Sunday, January 13, 2013

Basketball Analytics and the 2012-2013 Season

Just as professional baseball underwent a statistical revolution leading to new concepts advanced in the book and movie "Moneyball", so has basketball.  Coaches who ignore quantitative information in teaching and strategy simply do not give their players and teams the best chance to win.

Perhaps the greatest innovator/pioneer in the field of basketball analytics is Dean Oliver. Oliver is the embodiment of the "Age of the Geek" philosophy.
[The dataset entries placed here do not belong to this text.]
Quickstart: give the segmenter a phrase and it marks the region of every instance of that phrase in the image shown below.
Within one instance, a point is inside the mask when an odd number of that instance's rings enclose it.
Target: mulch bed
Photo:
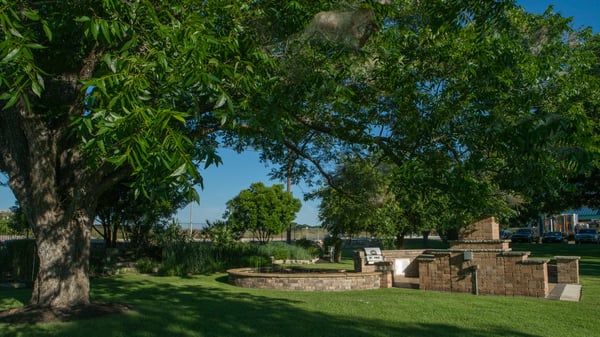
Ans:
[[[38,324],[53,322],[69,322],[98,316],[123,314],[131,309],[130,305],[121,303],[91,302],[85,306],[68,309],[25,306],[0,311],[0,323]]]

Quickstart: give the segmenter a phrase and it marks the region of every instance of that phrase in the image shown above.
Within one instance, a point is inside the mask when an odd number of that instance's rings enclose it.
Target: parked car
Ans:
[[[582,228],[575,234],[575,243],[598,243],[598,229],[596,228]]]
[[[540,236],[538,234],[537,228],[534,227],[525,227],[517,229],[513,235],[510,237],[511,242],[537,242]]]
[[[512,236],[512,232],[508,229],[500,230],[500,240],[508,240]]]
[[[543,243],[561,243],[565,241],[565,236],[562,232],[546,232],[542,236]]]

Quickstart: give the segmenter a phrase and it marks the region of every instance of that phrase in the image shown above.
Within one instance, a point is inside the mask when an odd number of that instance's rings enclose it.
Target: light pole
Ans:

His greatest contribution to the field comes from his "big four" of basketball success, the dominance of shooting percentage, offensive rebounding, turnovers, and free throws attempted.  The former reflects both skill and shot quality, turnovers relate to both decision-making and execution, and offensive rebounding and free throws reflect attack aggressiveness. For example, one reason Dean Smith favored a more controlled offense was that pure transition basketball doesn't allow the defense to get back and foul!

Melrose has a chance to build on the past two victories as they approach the halfway mark of the season. In the past two games, the Lady Raiders shot 52 percent and 42 percent respectively. At the NBA level, the team with the higher shooting percentage wins a remarkable 79 percent of the games. Conversely, the next two factors, offensive rebounding and turnovers create severe risk for Melrose. In the last game, Melrose committed 32 turnovers and allowed 21 offensive rebounds. One cannot expect most opponents to have such low offensive efficiency as to make those statistics moot.

Basketball is a thinking person's game that requires both "deliberate practice" but a high level of commitment to "do the next right thing right."  Melrose has the athletes who can succeed with a consistent process.